Carrie-Ann Auger vit présentement une aventure que la majorité des joueuses de son âge n'ont jamais eu la chance de vivre dans une carrière de basketball.
La Trifluvienne se retrouve présentement de l'autre côté de l'océan Atlantique, à Abidjan en Côte d'Ivoire, afin de prendre part au grand rendez-vous des Jeux de la francophonie.
Que ce soit dans les rangs secondaires ou au collégial, Auger a toujours été considérée comme une leader incontestée dans les équipes pour lesquelles elle a évolué. Son rôle au sein d'équipe Canada-Québec est cependant bien différent de celui dont elle est habituée de remplir.

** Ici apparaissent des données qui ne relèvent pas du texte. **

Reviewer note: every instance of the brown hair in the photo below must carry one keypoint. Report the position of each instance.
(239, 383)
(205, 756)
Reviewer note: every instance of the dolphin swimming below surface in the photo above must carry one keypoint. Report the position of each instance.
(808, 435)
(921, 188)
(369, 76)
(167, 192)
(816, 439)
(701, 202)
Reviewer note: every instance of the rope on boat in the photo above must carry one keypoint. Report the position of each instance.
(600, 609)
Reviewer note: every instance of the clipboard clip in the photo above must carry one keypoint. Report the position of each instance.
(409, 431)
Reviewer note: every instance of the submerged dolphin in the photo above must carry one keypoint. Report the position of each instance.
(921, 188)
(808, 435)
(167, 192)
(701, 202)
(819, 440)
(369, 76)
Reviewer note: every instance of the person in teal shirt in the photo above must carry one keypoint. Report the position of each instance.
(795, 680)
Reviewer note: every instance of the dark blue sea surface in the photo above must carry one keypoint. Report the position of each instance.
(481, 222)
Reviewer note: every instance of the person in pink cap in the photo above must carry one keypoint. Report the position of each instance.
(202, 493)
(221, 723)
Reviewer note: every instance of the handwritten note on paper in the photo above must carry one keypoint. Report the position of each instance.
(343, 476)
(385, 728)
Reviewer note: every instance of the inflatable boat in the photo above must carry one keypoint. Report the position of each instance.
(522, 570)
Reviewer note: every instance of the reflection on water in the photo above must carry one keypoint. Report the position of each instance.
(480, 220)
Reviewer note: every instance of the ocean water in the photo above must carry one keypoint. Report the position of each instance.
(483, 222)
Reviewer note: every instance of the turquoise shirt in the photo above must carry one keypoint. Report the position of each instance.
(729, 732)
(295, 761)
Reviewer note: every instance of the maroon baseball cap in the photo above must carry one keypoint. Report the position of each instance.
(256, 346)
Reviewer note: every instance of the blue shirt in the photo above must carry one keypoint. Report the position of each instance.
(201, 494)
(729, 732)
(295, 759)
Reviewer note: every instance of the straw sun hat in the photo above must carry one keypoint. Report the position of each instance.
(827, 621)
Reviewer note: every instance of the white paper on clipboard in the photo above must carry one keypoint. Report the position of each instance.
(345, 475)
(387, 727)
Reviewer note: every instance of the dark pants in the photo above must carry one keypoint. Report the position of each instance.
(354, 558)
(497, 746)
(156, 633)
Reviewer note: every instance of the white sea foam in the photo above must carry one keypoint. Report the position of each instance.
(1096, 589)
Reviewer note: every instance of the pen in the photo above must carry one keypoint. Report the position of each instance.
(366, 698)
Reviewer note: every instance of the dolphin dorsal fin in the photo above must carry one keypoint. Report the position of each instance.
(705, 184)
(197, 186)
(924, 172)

À 19 ans seulement, Auger est le bébé de la formation féminine de basketball. La joueuse par excellence de la division 1 du RSEQ l'an dernier voit peu d'action depuis le début de la compétition. Lors des trois premiers duels des siennes, elle a été utilisée en moyenne durant un peu plus de cinq minutes par rencontre par son entraîneur Guillaume Giroux.

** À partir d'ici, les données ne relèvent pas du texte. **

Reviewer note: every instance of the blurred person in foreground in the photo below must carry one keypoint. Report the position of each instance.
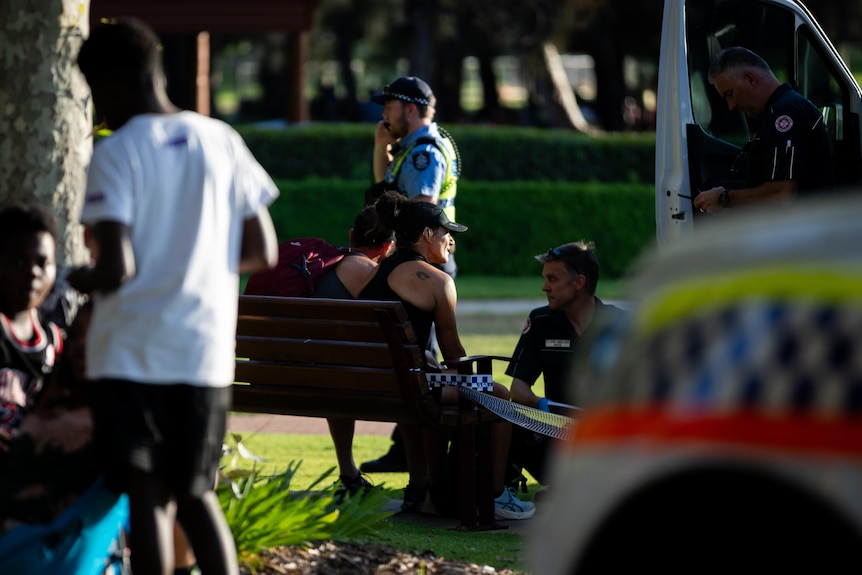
(177, 207)
(721, 428)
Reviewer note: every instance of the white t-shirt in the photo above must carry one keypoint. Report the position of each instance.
(184, 184)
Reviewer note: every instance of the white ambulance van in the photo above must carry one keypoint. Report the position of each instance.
(697, 137)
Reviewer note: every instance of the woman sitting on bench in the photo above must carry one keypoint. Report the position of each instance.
(422, 238)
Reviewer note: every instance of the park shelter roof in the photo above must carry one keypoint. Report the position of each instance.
(223, 16)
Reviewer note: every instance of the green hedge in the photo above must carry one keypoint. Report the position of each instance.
(489, 153)
(509, 222)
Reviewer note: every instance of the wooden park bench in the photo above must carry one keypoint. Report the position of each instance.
(357, 360)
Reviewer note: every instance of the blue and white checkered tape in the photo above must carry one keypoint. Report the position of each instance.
(479, 382)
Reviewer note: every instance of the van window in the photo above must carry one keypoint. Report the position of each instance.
(713, 26)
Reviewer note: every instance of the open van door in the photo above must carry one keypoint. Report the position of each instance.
(697, 137)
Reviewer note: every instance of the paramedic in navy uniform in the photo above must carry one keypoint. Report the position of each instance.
(548, 342)
(789, 155)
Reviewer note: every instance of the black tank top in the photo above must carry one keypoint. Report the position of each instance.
(378, 288)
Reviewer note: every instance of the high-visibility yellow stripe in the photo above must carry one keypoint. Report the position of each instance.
(700, 295)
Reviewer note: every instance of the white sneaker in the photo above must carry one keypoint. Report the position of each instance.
(508, 506)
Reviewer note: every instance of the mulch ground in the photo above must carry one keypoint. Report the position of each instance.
(337, 558)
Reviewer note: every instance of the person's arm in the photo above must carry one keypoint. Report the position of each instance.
(444, 320)
(115, 261)
(259, 243)
(382, 142)
(776, 190)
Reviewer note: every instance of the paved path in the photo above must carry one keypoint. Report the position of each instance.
(265, 423)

«Je savais à quoi m'en tenir lorsqu'on m'a dit que j'irais en Côte d'Ivoire. J'ai la chance de partager un moment inoubliable avec des gens exceptionnels, c'est tout ce qui compte», évoque-t-elle.

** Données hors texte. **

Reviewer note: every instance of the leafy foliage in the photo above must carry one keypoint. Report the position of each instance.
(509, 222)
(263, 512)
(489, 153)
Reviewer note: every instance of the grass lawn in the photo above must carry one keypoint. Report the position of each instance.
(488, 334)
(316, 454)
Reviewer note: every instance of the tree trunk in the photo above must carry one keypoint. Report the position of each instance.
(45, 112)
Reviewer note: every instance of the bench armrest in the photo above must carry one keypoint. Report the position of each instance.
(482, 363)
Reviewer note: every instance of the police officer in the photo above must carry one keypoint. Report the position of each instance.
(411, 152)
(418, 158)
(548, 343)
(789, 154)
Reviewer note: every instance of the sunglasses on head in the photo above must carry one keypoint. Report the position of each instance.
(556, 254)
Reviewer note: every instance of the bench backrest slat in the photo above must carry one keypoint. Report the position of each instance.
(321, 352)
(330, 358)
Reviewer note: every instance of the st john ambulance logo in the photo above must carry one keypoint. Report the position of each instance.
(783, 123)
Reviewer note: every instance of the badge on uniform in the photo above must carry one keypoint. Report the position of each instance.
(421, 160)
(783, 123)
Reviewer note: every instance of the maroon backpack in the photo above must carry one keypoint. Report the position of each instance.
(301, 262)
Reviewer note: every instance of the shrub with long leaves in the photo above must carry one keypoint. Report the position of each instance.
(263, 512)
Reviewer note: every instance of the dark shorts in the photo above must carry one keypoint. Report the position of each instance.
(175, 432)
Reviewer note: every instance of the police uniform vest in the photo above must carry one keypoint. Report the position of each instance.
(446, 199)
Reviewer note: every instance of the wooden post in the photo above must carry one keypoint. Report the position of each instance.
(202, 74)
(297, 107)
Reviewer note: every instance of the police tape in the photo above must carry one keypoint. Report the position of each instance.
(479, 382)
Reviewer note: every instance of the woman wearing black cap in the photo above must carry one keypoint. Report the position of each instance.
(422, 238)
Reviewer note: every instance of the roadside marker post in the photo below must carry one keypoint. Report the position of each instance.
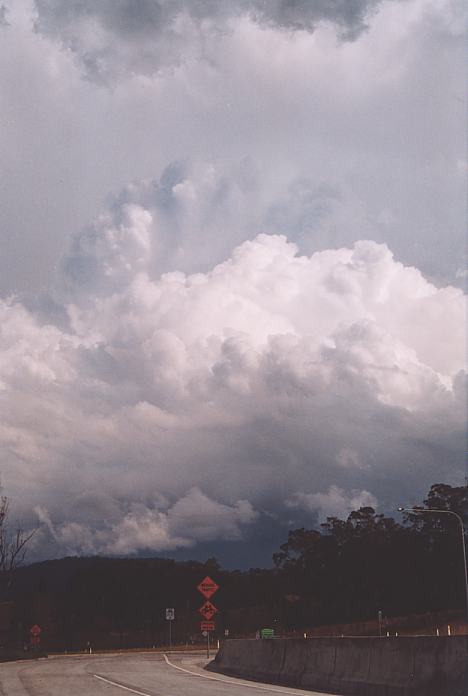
(207, 587)
(170, 616)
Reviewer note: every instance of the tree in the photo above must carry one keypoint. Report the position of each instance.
(13, 545)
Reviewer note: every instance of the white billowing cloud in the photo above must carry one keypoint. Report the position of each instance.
(167, 409)
(335, 502)
(157, 527)
(333, 158)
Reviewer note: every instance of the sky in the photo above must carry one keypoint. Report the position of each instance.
(232, 268)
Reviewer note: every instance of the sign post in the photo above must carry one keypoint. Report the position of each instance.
(207, 587)
(170, 616)
(35, 633)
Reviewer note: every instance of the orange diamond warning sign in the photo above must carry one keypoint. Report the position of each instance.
(207, 587)
(208, 610)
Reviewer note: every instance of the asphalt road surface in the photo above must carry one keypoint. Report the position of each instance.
(143, 674)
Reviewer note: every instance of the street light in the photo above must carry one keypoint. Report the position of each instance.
(447, 512)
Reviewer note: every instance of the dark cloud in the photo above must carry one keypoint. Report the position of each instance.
(115, 38)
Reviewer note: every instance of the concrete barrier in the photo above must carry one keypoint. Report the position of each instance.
(403, 666)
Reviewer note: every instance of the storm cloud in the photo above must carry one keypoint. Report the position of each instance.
(183, 407)
(232, 266)
(114, 38)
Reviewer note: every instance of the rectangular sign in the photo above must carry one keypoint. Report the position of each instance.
(207, 587)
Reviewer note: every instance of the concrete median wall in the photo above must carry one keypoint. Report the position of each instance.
(361, 666)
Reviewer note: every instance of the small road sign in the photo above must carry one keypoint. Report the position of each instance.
(207, 587)
(208, 610)
(267, 633)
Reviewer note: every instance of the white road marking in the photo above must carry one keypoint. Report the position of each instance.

L'ancienne meneuse des Diablos a toujours été reconnue comme étant une personne avec de l'énergie à revendre et avec du caractère. Même si elle passe la majeure partie des rencontres sur le banc, elle tente de faire du mieux qu'elle peut pour aider son équipe.
«J'essaie d'amener mon énergie autrement. J'encourage beaucoup les filles sur le jeu et je garde une attitude positive en tout temps. Lorsque Guillaume a besoin de moi sur le terrain, que ce soit pour 30 secondes ou deux minutes, je vais me donner à fond».
Malgré le fait qu'elle ne joue pas énormément, Auger estime qu'elle s'améliore grandement en évoluant avec des coéquipières plus vieilles qu'elle. Celle qui s'alignera avec le Rouge et Or de l'Université Laval l'an prochain décrit cette expérience comme un bon tremplin pour son entrée au niveau universitaire.
«Les filles agissent un peu comme des grandes soeurs pour moi, j'apprends beaucoup d'elles. C'est vraiment une expérience unique qui me sera très utile pour passer au calibre supérieur».
Accueillants ces Ivoiriens
Si vous lui posez la question, elle vous répondra que les Ivoiriens savent donner une fête. Depuis le début de son séjour en Afrique, l'athlète est impressionnée par l'ambiance et l'esprit de camaraderie qu'il y a là-bas. 
«Les gens sont super accueillants ici. Ils sont très chaleureux et s'assurent constamment que nous nous sentions confortables, explique Auger.
«La nourriture est très bonne, nous avons goûté à différents mets que nous ne mangeons pas au Québec. C'est bien d'en apprendre sur la culture de la place et celle des autres pays».
Match important vendredi
À la suite d'une journée de repos, Auger et l'équipe féminine de basketball seront de retour au travail vendredi, à 10h30, heure du Québec, à l'occasion de leur match de demi-finale face à la Fédération Wallonie-Bruxelles. Si elles parviennent à renverser la formation belge, les représentantes de l'équipe Canada-Québec participeront à leur première finale de l'histoire des Jeux de la Francophonie.